Todo empieza en 2011, tras la crisis de 2008. Miles de personas de todo el país ocupan las calles en una movilización que no se veía desde hacía años. Gracias a los eslóganes «No somos mercancías en manos de políticos y banqueros» o «No nos representan», surgieron asambleas de manera espontánea en las plazas de pueblos y ciudades. Y lo llamativo es que nada más ni nada menos que el 68% de la población apoya las reivindicaciones y las manifestaciones del 15M. Estas asambleas empiezan a mobilizarse sobre temas concretos, como el apoyo a las víctimas de los créditos hipotecarios, desahuciadas de sus hogares. Las luchas se intensifican y, en Cataluña, los manifestantes llegan incluso a rodear el parlamento en Barcelona. La represión es violenta y las manifestaciones pierden pulso, pero no cesan. Sin embargo, una válvula de seguridad va a permitir extinguir la crisis: la huída electoralista dentro del marco de la democracia representativa.

Mencionas a Podemos…

En el conjunto del país, una parte del electorado, cansado tras casi 40 años de bipartidismo, ha seguido efectivamente esta cometa populista. Surfeando sobre los lemas del 15M, este partido, con cinco diputados en las elecciones europeas de 2014, consiguió erigirse en la cuarta fuerza política. En Cataluña, por su tradición de lucha —y gracias también a la torpe represión del poder central—, el relato nacionalista se amplifica y se instala. Pero ese «catalanismo», aun siendo mayoritario, no puede absorber toda la contestación: Podemos no logra sacar rédito.
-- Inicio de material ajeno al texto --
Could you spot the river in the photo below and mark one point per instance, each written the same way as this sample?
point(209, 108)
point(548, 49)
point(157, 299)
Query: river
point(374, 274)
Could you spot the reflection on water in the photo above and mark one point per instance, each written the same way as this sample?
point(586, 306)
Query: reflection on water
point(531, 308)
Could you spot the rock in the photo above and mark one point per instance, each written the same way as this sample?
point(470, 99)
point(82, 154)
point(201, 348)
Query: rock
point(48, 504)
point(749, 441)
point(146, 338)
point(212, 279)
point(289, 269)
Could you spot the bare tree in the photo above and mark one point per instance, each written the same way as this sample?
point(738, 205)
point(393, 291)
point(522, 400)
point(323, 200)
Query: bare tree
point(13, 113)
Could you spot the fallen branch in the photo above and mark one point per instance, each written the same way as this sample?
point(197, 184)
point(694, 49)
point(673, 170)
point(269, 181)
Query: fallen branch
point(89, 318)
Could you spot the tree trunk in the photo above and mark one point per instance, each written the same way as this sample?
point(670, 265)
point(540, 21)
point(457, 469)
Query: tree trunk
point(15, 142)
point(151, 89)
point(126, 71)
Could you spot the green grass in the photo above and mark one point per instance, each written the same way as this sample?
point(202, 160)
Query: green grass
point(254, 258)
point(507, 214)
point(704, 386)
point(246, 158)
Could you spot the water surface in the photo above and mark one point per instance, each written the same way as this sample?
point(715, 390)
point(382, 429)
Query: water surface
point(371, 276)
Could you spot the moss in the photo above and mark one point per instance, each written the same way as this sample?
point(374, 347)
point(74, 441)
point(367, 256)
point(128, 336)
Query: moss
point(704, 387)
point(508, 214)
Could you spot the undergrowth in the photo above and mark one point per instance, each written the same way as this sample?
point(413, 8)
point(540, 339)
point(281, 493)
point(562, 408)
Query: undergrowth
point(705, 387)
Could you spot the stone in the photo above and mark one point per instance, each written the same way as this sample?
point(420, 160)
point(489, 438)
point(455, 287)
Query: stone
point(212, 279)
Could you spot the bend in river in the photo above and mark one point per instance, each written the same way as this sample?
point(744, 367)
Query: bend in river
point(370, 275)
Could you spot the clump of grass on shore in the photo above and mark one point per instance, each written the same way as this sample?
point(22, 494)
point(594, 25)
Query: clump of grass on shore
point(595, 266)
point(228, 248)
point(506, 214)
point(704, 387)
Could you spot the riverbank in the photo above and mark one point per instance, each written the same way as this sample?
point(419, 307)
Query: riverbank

Cataluña posee una fuerte tradición libertaria y hay un partido nacionalista, la CUP, que ya reivindicaba el municipalismo: afirma haberlo ya instaurado en algunos pueblos y ciudades al tiempo que tiene representantes en el parlamento de Cataluña. Ada Colau, salariada de una ONG que lucha contra las víctimas del crédito hipotecario, militante que goza del apoyo de los movimientos sociales, se presenta a las elecciones municipales con un partido, Guanyem, próximo a Podemos. Con el apoyo de los movimientos sociales, se alza con la alcaldía de Barcelona. El equipo de militantes que formaba la lista municipalista saltó de la calle a los despachos sin pasar por la oposición —el lugar que pensaban ocupar en un primer momento— y el discurso más militante se mezcla con el discurso institucional. La renovación del Mobile World Congress, rubricada días más tarde de la investitura de Ada Colau, fue cuando menos relevador…

¿A qué te refieres?

Por mucho que su nuevo partido, Los comunes, se autoproclamara de izquierda y «antisistema», dejaba claro la línea que iba a seguir: no iban a ser una fuerza de bloqueo. Por si quedara alguna duda, cuando estalla una huelga en el metro con ocasión de este evento, es rápidamente reprimida: esta ha sido la tónica de este municipalismo. Poco a poco, a pesar de haber ampliado la toma de decisiones mediantes consultas en línea —aunque sobre todo a los miembros del partido—, y pese a los innegables avances en materia social, los movimientos sociables que la apoyaban se han ido desengañando. Cuatro años más tarde, en 2019, para Ada Colau, la alcadía bien merece tragarse el sapo de una investidura con los votos del ex primer ministro francés, Manuel Valls. En Barcelona y en muchas otras ciudades autodenominadas municipalistas, como Madrid o Grenoble, estamos asistiendo a un proceso socialdemócrata acompañado de una táctica populista transversal, con su figura carismática. Salvo que estamos hablando de una metrópolis, un mini Estado. Y sin ánimo de ofender a las personas de buena fe que han sido investidas, me veo en la obligación de incomodarlas, ya que, objetivamente, pese a todo, no es más que una expoliación de una parte de una socialdemocracia que, haciendo uso del renombre y de algunas ideas sacadas de aquí y allá del pensamiento de Bookchin, avanza disfrazada con la máscara del municipalismo libertario. Así pues, pese a quien pese, con esta forma de actuar, los municipalistas la están despojando de toda su coherencia revolucionaria. Lo mismo ocurre —e igual de lamentable es— cuando se refieren a los movimientos revolucionarios afines al pensamiento comunalista, como el confederalismo kurdo o el movimiento zapatista. En la práctica, el municipalismo de esas personas se asemeja mucho más al libertarismo y a la cuarta revolución industrial que se avecina. Sin embargo, lejos de diluirse en las templadas aguas de la nueva socialdemocracia municipalista, la revolución comunalista es su antítesis, el contrapeso. Nuestro desafío es crear un movimiento digno de tal nombre.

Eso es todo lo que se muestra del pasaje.